• U.S.

Public Policy: Tax Relief for Du Pont

3 minute read
TIME

The most intricate and contentious antitrust struggle of modern times involves a great American dynastic fortune and more than 1,000,000 U.S. investors. When, last May, the U.S. Supreme Court ordered the Du Pont company to unload its 23% interest in General Motors, investors in both companies braced for a financial shellacking. It seemed certain that the disputed 63 million shares of G.M. would be distributed as “dividends” to Du Pont’s 211,000 common stockholders, who then would have to pay full income taxes on them. Du Pont estimated that its stockholders, many of whom are in the higher tax brackets, would have to sell about half the distributed shares to meet their tax bills, gravely depressing the market for G.M. stock, and in turn hurting G.M.’s 850,000 shareholders.

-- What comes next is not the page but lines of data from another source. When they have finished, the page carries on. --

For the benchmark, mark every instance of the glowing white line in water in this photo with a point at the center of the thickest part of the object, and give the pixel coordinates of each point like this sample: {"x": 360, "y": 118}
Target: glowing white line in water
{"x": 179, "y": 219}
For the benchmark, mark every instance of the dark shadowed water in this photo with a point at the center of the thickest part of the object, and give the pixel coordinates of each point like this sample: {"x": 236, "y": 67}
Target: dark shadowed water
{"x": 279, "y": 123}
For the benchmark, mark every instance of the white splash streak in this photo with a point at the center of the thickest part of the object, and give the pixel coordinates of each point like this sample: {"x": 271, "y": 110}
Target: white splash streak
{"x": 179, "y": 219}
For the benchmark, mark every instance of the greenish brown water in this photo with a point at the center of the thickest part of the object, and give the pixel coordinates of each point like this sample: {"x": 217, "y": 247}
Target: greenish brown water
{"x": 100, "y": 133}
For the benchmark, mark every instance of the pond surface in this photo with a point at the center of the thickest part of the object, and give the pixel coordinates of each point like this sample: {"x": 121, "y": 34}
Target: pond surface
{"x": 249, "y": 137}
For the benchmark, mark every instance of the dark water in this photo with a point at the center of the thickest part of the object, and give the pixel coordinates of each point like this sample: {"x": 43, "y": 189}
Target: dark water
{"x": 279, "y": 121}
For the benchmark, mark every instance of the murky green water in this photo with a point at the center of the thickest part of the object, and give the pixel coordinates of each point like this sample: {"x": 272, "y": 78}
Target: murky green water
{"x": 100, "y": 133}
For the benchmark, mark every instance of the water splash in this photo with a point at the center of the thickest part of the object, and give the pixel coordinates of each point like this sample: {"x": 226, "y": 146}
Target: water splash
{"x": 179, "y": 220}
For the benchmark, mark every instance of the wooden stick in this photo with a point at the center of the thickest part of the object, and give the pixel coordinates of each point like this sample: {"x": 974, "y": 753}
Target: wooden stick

Last week, overriding the opposition of some liberal Democrats, the U.S. Senate surprisingly shouted through a tax-relief bill for Du Pont stockholders. Under the complicated measure, which was passed by the House last September and is now expected to be approved by President Kennedy, the distributed G.M. shares will be treated as a “return of capital,” much as if Du Pont stock had split. The effects will be to postpone many of the tax payments and put the payments under a capital gains maximum of 25%.*

Still at issue is what will happen to the G.M. shares that normally would be distributed to the Du Pont-family-controlled Christiana Securities Co.. which owns 29% of the common shares in Du Pont. The Justice Department charges that such a distribution to Christiana would simply preserve the Du Pont influence in G.M. Trustbusters are fighting to force Christiana to sell off any G.M. stock that it gets. That issue is expected to be decided this spring by Chicago’s Federal District Judge Walter J. La Buy, 72, who has wrestled with the Du Pont antitrust case for more than a decade.

*How much tax a Du Pont shareholder will have to pay—and when he pays it—will depend upon the price he paid for his Du Pont stock. If, for example, an investor had paid $400 for his Du Pont shares and now gets $600 worth of G.M. stock, he will have to pay an immediate capital gains tax on the $200 difference. But if he bought his Du Pont shares for, say, $1,000 and now gets $600 worth of G.M. stock, he will pay no tax immediately, but the “cost basis” of his Du Pont shares will drop to $400. If he sells either stock, he will then—and only then—have to pay capital gains taxes on any amount he receives above $600 for his G.M. shares or above $400 for his Du Pont shares.